Aw, yousaw here's a hand for you!
Your story makes me think of the song by Don McLean about Vincent van Gogh.
You took your life, as lovers often do
But i could've told you, Vincent
This world was never meant for one as beautiful as you
It often seems that those with the gentlest, sweetest spirits are destined to die far too soon.
I cannot offer the same sort of certainties that a religious person might, but I do think there’s a chance that this man may have experienced, in the process of dying, the feeling of being loved and cared for that evaded him in life.
The reason I say this is because people who have gone through Near Death Experiences often report that they felt a calmness and sense of being loved. Some remember going through a kind of Life Review in which they get to feel from the inside the emotions of people they have encountered along the way.
Most scientists would say that these apparent experiences are conjured up by the dying brain and aren’t real in an absolute sense. Nevertheless these are the sorts of recollections people come back from the brink with.

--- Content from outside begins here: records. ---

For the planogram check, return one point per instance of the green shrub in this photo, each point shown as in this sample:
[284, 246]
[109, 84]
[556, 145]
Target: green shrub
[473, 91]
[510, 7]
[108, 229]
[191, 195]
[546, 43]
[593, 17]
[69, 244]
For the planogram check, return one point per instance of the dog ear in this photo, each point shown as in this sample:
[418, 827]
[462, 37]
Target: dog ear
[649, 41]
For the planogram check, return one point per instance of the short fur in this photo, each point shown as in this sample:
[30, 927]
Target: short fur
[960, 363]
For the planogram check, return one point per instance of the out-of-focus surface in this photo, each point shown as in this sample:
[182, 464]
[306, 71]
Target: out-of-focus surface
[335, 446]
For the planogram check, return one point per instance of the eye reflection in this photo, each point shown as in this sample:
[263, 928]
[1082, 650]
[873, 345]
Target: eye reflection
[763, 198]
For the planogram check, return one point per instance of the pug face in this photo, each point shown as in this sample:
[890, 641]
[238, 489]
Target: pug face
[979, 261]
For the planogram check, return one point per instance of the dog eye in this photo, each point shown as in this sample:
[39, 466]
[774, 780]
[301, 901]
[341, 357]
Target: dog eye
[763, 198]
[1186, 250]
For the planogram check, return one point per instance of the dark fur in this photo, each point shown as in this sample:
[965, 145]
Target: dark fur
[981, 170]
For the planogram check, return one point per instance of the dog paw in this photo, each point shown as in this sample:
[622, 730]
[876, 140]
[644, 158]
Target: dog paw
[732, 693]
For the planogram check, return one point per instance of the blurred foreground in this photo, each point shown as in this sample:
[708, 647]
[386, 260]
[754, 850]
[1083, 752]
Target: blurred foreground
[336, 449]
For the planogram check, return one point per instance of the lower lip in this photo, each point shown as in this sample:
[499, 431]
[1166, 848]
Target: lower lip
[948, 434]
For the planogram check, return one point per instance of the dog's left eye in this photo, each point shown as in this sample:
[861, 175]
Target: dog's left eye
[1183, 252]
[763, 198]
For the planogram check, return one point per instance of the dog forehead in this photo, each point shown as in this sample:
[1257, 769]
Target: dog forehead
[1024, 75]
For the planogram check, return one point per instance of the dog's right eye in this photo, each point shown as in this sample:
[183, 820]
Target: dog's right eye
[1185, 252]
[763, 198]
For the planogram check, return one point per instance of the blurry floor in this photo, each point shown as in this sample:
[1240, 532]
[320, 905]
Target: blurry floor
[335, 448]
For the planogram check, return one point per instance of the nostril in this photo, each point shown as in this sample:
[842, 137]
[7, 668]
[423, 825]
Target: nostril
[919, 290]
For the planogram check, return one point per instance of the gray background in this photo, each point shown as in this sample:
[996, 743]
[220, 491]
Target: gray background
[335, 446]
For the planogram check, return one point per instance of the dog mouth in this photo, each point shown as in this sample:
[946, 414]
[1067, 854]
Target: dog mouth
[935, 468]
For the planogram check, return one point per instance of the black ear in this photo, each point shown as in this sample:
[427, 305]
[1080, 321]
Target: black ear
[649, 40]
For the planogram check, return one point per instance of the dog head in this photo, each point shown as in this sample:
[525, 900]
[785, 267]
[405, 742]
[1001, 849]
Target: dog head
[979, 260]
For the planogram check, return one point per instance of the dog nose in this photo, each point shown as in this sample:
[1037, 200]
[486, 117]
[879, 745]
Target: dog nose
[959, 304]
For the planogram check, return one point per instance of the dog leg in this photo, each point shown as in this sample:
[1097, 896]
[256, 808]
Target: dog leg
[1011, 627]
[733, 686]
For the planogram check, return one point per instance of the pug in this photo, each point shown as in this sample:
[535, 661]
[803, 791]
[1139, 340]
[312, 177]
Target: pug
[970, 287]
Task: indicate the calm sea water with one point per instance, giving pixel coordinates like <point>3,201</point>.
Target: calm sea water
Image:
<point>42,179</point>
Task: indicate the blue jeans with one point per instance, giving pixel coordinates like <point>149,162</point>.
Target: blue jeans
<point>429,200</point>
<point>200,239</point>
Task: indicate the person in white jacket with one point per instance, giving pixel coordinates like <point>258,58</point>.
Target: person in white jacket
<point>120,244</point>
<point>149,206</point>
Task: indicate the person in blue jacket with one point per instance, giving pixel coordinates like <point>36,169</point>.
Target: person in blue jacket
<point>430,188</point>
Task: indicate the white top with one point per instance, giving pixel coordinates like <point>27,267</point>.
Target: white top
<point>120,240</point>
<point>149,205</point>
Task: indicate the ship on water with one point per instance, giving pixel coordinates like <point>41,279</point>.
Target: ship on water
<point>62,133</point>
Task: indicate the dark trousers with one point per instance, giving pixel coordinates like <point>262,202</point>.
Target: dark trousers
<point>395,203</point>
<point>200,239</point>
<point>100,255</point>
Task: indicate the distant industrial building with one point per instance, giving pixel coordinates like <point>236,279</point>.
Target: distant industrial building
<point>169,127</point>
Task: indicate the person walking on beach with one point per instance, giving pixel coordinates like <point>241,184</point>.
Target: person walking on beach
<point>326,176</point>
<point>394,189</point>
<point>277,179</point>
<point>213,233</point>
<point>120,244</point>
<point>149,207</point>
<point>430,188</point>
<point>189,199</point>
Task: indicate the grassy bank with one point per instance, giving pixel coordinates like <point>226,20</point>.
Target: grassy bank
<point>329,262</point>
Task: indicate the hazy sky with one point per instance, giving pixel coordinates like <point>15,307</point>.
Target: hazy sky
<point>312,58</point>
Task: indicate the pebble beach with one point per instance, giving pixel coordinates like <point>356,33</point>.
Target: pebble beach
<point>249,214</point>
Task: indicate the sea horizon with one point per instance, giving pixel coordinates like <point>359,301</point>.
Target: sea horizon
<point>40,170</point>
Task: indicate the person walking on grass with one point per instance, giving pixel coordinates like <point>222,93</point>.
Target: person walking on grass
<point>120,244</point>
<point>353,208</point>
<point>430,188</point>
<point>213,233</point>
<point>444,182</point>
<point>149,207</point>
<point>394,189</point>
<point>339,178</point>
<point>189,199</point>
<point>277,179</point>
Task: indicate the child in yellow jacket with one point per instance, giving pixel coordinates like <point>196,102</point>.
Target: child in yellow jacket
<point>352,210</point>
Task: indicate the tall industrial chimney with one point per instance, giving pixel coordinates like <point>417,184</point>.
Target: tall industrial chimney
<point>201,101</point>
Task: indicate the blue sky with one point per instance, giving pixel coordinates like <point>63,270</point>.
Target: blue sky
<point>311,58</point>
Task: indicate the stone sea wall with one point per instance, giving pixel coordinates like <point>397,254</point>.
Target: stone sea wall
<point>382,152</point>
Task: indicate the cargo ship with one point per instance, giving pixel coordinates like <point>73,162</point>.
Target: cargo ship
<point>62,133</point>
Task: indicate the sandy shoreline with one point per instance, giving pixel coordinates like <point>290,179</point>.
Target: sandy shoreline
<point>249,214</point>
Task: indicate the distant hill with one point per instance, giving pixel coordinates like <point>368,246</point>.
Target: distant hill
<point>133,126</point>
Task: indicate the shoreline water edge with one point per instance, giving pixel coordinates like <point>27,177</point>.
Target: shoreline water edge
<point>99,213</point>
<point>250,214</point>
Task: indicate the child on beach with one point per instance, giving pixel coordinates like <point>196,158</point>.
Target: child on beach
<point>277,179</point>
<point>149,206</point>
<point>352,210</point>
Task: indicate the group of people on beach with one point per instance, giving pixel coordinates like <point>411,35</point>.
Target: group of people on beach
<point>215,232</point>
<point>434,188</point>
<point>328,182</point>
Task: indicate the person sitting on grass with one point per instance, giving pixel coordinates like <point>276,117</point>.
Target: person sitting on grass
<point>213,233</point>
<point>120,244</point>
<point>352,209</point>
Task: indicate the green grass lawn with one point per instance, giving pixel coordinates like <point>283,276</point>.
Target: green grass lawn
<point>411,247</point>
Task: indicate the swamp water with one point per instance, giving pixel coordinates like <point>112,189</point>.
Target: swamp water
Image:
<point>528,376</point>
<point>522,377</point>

So what I’m saying is this man, who you met but fleetingly, could have had the consolation you wished for him, whether as a dying ‘dream’ or otherwise.
It sounds like you may need time to grieve for him, even although you did not know him well.
Have a listen to Starry, Starry Night and shed a tear in memory of a good guy, gone too soon.
It is thoughtful of you to care.
I hope where ever the passed have gone they know that they are loved
Thank you both.
Out- that's really comforting actually. I just needed to hear something like that. I'm going to keep looking back at that to remind myself that it's ok.
If he had been anything other than a really sweet, person, I'd have just thought 'that's sad' and moved on. But he was so vulnerable and his last months were so dreadfully miserable. He really felt he'd lost absolutely everything, well, I guess he had. He left a loving note for his ex, and she wasn't interested in it.
I just wish for him that his last moments weren't spent thinking that he had no-one who loved him. I do hope it was good memories that came to mind.
Starry night is such a beautiful song, always makes me well up.
I feel that they do know. I also believe in reincarnation so we all get another shot, all be it in a different form.
You sound a thoughtful person OP. Best wishes.